You can see more details about errors that occur in the client by setting the logging level for the org.apache.kafka prefix to FINEST.

Low throughput and increasing backlog

There are multiple reasons why you might be seeing low throughput and an increasing backlog. One reason might be insufficient capacity.

You can configure throughput capacity at the topic level or by using reservations. If insufficient throughput capacity for subscribe and publish is configured, the corresponding throughput for subscribe and publish is throttled.
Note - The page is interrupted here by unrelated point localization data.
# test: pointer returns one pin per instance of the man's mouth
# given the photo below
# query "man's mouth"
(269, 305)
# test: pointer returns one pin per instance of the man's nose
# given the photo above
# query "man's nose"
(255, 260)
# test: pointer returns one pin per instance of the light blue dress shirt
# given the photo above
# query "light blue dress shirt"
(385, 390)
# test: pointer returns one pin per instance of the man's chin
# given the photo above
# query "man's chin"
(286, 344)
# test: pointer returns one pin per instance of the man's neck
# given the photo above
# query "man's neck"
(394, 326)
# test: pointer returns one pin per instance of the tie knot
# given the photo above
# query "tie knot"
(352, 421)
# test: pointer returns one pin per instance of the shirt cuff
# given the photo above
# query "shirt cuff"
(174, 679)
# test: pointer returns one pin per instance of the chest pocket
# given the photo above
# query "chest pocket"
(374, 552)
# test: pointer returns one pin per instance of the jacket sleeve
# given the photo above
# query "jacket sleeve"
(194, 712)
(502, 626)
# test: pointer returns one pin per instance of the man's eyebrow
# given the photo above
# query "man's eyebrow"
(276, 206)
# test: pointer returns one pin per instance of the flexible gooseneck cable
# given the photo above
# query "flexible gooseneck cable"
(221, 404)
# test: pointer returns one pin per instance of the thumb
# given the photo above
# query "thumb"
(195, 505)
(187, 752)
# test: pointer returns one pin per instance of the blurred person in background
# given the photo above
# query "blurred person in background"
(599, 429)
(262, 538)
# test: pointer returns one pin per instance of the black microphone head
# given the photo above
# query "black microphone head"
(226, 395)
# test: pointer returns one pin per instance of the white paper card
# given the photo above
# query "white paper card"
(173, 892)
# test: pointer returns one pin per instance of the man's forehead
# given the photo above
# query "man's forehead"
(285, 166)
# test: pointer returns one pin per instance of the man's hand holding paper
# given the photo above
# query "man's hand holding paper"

This throughput error is signaled by the topic/flow_control_status metric for publishers, and the subscription/flow_control_status metric for subscribers. The metric provides the following states:

  • NO_PARTITION_CAPACITY: This message indicates that the per-partition throughput limit is reached.

  • NO_RESERVATION_CAPACITY: This message indicates that the per-reservation throughput limit is reached.

You can view the utilization graphs for the topic or reservation publish and subscribe quota and check whether utilization is at or near 100%.

To resolve this issue, increase the throughput capacity of the topic or reservation.

Topic authorization failed error message

Publishing by using the Kafka API requires the Lite service agent to have the right permissions to publish to the Pub/Sub Lite topic.

You get the error TOPIC_AUTHORIZATION_FAILED in your client in the event that you don't have the correct permissions to publish to the Pub/Sub Lite topic.

To resolve the issue, check if the Lite service agent for the project passed in the auth configuration.

Invalid topic error message

Subscribing by using the Kafka API requires passing the full subscription path all places where a topic is expected in the Kafka Consumer API.

You get the error INVALID_TOPIC_EXCEPTION in your Consumer client if you don't pass a well formatted subscription path.

Invalid request when not using reservations

Using kafka wire protocol support requires that all topics have an associated reservation in order to charge for usage.